Через несколько минут в землянку влетел генерал Чайна во главе толпы подчиненных, все еще улыбающихся и оживленных.
Он проводил Шона и Клодию в свои личные апартаменты и, казалось, не замечал, что оба отнеслись к его гостеприимству с ледяной холодностью. Они сели рядом перед его столом, тихо держались за руки и не отвечали на его любезности.
— Я приготовил для вас помещение, — сообщил Чайна. — На самом деле я выгнал одного из мои старших командиров и отдаю его землянку вам. Надеюсь, вы найдете ее подходящей для ваших нужд.

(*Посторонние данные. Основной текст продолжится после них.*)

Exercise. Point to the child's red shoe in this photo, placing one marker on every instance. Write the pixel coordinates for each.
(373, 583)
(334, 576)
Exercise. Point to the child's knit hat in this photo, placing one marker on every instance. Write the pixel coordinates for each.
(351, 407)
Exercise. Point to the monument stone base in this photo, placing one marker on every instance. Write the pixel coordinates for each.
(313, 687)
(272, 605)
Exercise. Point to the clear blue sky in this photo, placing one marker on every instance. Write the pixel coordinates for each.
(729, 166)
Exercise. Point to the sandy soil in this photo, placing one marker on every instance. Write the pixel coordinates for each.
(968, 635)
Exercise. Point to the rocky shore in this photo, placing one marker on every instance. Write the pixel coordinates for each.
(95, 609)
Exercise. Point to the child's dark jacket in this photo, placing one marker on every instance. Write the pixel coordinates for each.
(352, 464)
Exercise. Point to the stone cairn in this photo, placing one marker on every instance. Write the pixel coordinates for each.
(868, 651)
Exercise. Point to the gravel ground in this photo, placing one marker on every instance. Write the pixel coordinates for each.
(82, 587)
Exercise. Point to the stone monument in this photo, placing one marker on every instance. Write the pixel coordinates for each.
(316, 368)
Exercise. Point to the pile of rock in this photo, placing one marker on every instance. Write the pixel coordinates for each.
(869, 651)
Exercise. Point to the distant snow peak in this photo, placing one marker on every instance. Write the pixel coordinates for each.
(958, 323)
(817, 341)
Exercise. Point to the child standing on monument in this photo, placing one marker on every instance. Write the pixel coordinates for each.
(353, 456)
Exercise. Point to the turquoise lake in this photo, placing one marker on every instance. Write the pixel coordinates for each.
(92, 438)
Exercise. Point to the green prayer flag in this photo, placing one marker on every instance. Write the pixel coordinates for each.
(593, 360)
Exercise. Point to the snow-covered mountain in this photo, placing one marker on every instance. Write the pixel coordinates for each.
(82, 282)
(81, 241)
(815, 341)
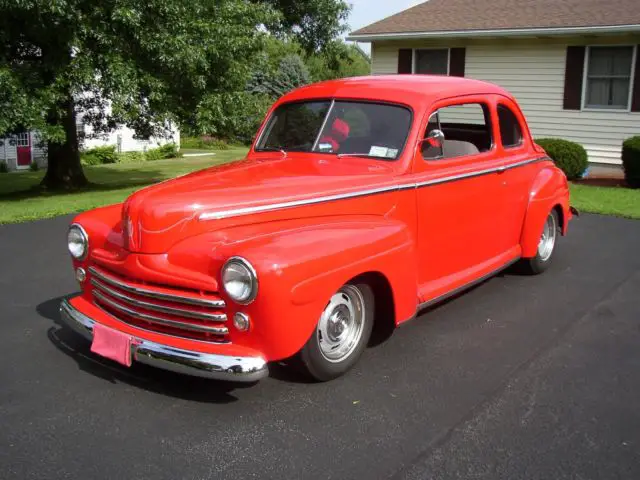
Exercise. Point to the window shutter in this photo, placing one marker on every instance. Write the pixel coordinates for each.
(457, 62)
(405, 60)
(635, 99)
(574, 71)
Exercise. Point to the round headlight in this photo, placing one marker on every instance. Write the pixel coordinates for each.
(239, 280)
(78, 242)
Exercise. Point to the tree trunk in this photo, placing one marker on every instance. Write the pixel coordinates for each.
(64, 171)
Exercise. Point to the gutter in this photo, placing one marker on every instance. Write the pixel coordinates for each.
(503, 32)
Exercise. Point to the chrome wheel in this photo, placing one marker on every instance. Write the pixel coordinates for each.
(341, 324)
(548, 239)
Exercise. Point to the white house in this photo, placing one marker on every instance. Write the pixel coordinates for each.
(573, 65)
(19, 151)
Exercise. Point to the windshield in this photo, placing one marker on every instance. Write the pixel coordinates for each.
(338, 127)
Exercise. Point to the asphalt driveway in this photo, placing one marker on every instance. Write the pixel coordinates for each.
(522, 377)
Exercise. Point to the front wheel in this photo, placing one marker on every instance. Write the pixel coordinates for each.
(342, 333)
(546, 246)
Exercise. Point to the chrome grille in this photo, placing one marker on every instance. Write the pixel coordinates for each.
(161, 309)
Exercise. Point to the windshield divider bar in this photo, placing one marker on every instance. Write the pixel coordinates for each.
(324, 124)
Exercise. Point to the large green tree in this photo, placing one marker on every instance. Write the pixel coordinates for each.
(138, 63)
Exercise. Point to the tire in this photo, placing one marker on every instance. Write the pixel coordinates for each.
(341, 334)
(546, 246)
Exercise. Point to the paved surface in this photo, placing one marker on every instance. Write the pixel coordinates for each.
(522, 377)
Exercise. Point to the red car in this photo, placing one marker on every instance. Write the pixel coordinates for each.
(361, 202)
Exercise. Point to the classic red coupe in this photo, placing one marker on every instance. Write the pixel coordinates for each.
(361, 201)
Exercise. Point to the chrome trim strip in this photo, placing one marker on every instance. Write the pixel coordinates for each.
(215, 317)
(464, 287)
(157, 295)
(237, 212)
(157, 320)
(187, 362)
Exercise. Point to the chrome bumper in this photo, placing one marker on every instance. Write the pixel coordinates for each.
(207, 365)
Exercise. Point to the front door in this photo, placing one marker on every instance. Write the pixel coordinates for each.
(459, 199)
(23, 146)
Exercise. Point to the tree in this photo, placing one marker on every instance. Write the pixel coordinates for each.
(133, 62)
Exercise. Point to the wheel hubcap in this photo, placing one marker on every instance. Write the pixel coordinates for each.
(548, 238)
(341, 324)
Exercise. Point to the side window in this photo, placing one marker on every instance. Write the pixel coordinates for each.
(466, 128)
(510, 130)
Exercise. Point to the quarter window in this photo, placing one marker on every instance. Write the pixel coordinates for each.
(510, 130)
(608, 81)
(431, 61)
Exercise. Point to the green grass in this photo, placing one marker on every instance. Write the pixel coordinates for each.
(21, 200)
(618, 201)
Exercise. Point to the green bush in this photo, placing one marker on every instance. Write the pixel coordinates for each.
(631, 161)
(204, 143)
(130, 157)
(169, 150)
(570, 157)
(99, 155)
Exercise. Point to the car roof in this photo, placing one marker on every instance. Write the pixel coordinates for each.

— Мы не рассчитываем задерживаться у вас надолго, генерал, — ответил Шон. — Хотелось бы отправиться к границе вместе с мисс Монтерро самое позднее завтрашним утром.
— Ах, полковник, я хочу предоставить вам все возможные удобства. Отныне вы почетный и привилегированный гость. Без сомнения, вы заслужили освобождение. Однако в тактических целях, это счастливое событие следует отложить на несколько дней. На нас наступают большие отряды ФРЕЛИМО.
Шон неохотно признал его правоту.
— Хорошо, но мы ожидаем пятизвездочного обслуживания. Мисс Монтерро взамен этих лохмотьев понадобится новая одежда.
— Непременно пошлю самые лучшие вещи из наших запасов. Разумеется, не могу обещать «Гуччи» или «Шанель».
— Пока мы здесь, нам понадобится прислуга, чтобы стирать одежду, убирать и готовить еду.
— Я не забыл о вашем колониальном происхождении, полковник, — хитро ответил Чайна. — Один из моих людей в свое время был шеф-поваром «Президент-отеля» в Йоханнесбурге. Он знает вкусы европейцев.
Шон встал.
— Тогда мы осмотрим наше жилище сейчас.
— Один из моих офицеров проводит вас, — предложил генерал Чайна. — Если вам понадобится еще что-нибудь, дайте ему знать. У него мой личный приказ предоставлять вам все, что в наших силах и возможностях. Повторяю, вы наши почетные гости.
— У меня от него мурашки по телу, — прошептала Клодия, когда младший офицер показал им землянку. — Не знаю, что пугает меня больше: его любезность или угрозы.
— Все скоро закончится. — Шон положил руку на плечо Клодии и повел ее на свежий воздух, но почему-то солнечные лучи не грели, и, несмотря на уверения, данные Клодии, он и сам явственно ощущал холодок в присутствии Чайны.